Мать только что вернулась с объезда митрополичьих волостей. Бросать ту службу мужеву не хотела, с одного Острового ни годной ратной справы, ни приличного зажитка для будущей семьи Ивановой было не собрать, а женить сына да и внуков понянчить Наталья намерила твердо. Но перед нынешним походом всякий разговор о женитьбе Иван решительно отверг. "Хватит Семена!" — не сдержавшись, отмолвил матери и только по измененному, жалко-омертвевшему Натальиному лицу понял, как огорчил матерь. Той беды, гибели единого оставшего сына, той беды не вынесла бы Наталья и сама от себя вечно отодвигала эту боязнь. А сын так грубо напомнил! А ежели и взаболь? Ушла в заднюю, и уже глухие, тщетно сдерживаемые рыдания рвались из груди, когда Иван, неслышно подойдя сзади, взял ее за плечи:
— Прости, мамо!
Сильные руки сына, горячая грудь… Неужели и его могут там, саблями? Он что-то говорит, успокаивает, гладит ее по плечам, начинает баять об Островом (то хозяйство нынче на нем): хлеб уже собран, и скоро повезут на Москву осенний корм. А Гаврилу он уже захватил с собою, двоима и пойдут! Мать кивает, мало что понимая в сбивчивой речи сына.
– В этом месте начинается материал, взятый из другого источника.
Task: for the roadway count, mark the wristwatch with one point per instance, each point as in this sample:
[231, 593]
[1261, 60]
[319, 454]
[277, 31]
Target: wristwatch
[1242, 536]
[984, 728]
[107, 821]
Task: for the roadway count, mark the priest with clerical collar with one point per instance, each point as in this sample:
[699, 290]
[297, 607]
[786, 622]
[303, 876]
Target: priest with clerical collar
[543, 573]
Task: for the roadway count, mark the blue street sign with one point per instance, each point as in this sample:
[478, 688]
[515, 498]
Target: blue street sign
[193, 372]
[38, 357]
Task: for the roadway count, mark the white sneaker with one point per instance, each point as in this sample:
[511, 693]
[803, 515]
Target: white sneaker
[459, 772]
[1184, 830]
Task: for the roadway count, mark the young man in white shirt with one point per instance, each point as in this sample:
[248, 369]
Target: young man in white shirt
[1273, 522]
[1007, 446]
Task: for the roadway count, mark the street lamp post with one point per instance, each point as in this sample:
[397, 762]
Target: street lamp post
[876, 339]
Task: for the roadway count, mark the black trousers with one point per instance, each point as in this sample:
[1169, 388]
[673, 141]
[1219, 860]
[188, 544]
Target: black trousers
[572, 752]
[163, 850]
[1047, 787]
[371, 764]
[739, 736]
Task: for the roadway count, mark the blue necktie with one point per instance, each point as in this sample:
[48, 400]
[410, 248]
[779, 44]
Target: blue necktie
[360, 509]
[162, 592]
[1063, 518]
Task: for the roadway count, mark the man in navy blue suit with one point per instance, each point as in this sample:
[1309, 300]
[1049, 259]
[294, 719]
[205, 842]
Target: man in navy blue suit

Сейчас по тысячам теремов, изб, повалуш, горниц идут прощания, проводы, пьют последние чары, дают и получают последние наказы. Московская земля, столь долго и искусно оберегаемая от большой войны, возмужала, выросла и ныне рвется к бою. И уже где там, в позабытой дали времен, дела полуторастолетней давности, несогласья князей, бегство и плен, пожары городов: земля нынче готова к отпору, и медленно бредущая по степи орда, узрит русичей, вышедших встречу врагу, узрит воинов, а не разбегающихся по чащобам, как некогда, испуганных мужиков. Что-то изменилось, переломилось, вызрело, процвело во Владимирской земле и теперь властно гонит своих сыновей на подвиг.
Дожинают, домолачивают хлеб, а движение уже началось, уже ручейками потекли вдоль желтых платов убранного жнитва конные воины, пока еще не сливаясь в реки, но уже и приметно густея с приближением к Москве.
И тут, в этом посадском доме в Занеглименье, тоже идет прощание. Сестра Любава прибежала проводить брата, и сейчас сидят они втроем, маленькою семьею, вернее, с останком семьи. Тень Никиты, уже изрядно подернутая дымкою времени, еще витает над этим домом. В Иване чего-то недостает. Огня? Настырности Никитиной? И что еще проявится в нем, когда ежели… Господи, не попусти! Любава сидит, пригорбясь, уронив руки в колени тафтяного саяна своего.